当時の日記を見るとそれがよく分かります。あの人に嫌われているとか怒らせたとか、些細なことでもネガティブにとらえて悪いほうにばかり考えてしまう。そんなことが稚拙な心理分析とともに書かれていました。恥ずかしくて読む気がしません。

今では人間関係で苦労した当時のことなど、あまりよく覚えていませんが。それはただ単に忘れているだけなのだと思います。うまくいったのは、そういう環境があったから。迎え入れてくれた場所と、通所者の人と。

私自身は作業所に通い始めた頃と、ほとんど何も変わっていません。なので新しいところに身を移すことになったとき、私は人間関係の冷たさに参ってしまうと思います。それが分かるので、今の作業所を去ることができないでいます。

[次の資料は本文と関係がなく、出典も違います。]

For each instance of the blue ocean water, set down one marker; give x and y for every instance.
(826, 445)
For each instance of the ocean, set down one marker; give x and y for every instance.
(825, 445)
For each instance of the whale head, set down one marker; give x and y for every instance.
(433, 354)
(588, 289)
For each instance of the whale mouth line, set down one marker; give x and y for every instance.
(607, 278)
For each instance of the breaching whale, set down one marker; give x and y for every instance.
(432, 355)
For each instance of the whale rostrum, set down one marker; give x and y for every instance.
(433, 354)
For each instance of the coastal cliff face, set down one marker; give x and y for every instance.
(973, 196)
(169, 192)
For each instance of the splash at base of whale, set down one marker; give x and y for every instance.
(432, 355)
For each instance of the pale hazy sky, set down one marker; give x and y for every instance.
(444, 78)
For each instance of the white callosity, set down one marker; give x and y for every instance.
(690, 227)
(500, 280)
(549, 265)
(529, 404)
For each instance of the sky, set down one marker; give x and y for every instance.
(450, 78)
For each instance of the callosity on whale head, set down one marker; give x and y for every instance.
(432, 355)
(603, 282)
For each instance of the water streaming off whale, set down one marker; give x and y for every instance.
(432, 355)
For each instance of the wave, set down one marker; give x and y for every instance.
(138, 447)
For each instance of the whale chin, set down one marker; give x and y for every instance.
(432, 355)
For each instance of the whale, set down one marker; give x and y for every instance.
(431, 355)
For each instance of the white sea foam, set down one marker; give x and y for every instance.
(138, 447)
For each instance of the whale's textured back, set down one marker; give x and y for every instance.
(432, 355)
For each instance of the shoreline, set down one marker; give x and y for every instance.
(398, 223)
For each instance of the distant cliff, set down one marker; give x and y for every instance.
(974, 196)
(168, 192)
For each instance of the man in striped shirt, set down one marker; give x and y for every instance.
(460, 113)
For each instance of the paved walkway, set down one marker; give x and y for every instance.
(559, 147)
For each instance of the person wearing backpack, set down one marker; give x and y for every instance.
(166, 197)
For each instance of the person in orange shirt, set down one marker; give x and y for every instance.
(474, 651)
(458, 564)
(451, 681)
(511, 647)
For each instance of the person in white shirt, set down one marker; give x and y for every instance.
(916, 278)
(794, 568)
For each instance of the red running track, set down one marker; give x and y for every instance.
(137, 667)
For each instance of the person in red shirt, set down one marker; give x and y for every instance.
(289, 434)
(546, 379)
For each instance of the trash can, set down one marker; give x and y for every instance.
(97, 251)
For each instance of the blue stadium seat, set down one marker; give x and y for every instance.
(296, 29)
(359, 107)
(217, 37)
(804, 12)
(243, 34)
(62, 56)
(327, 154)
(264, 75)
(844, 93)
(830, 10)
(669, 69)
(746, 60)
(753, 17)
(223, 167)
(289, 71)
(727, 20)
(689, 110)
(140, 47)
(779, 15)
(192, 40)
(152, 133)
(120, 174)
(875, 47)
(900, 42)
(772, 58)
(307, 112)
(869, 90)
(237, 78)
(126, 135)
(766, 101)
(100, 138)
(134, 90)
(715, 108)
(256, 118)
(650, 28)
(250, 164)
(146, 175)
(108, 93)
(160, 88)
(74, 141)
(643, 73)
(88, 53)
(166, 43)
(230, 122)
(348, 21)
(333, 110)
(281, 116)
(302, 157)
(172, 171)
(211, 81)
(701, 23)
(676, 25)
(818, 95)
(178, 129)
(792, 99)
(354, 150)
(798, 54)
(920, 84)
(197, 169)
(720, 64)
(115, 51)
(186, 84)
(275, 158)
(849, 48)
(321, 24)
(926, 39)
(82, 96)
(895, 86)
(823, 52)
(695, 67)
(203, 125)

少し前のことです。一番新しく来たメンバーがA型施設へと移っていきました。B型を卒業したのです。最低賃金がもらえるA型に移ることで、おそらくその人は今より格段に高い給料を手にするでしょう。

でも私はうらやましいと思いつつ、動く気にはなれませんでした。

先日のこと。私は珍しく作業所の職員を言葉で非難しました。ある事情でメンバーの女性が提案したことを門前払いした女性常勤スタッフのK道に、それはおかしいでしょと食ってかかったのです。

それはそれですみましたが。よりにもよってそのメンバーの女性は、一番聞く耳を持たない施設長にその話をしていました。予想通り激しい非難を浴びていました。施設長は話がまとまってない人とは話ができないとか、その女性の欠点を厳しくあげつらい、その人の意見をたたきつぶしました。

単に備品を別のものにしてはどうかという提案だったのに。

こういうところにはいたくないな。正直、そのときは心からそう思いました。障がいを持った人に理路整然とまとめて話せ、できなければ聞けないなどと。どうしてそういう精神的虐待みたいなことしかできないのだろう。

でも。すっかり忘れていましたが、私には社会に出る場所などありません。居場所はこの作業所だけなのです。もちろん、他にも作業所はありますが。そこでも同じように誰かと仲良くなれるとは限りません。

この施設長は市の偉い人に糾弾されるべきだと思います。メンバーのことを考えているようで、実質、健常者の理屈を暴力のように振りかざす、こういう人は、同じように誰かに厳しく追及されればいい。

居場所が他にない私は、そこで口を閉ざしました。怒りはずっと胸の内にあります。作業所を出ていく日までまだまだかかりそうです。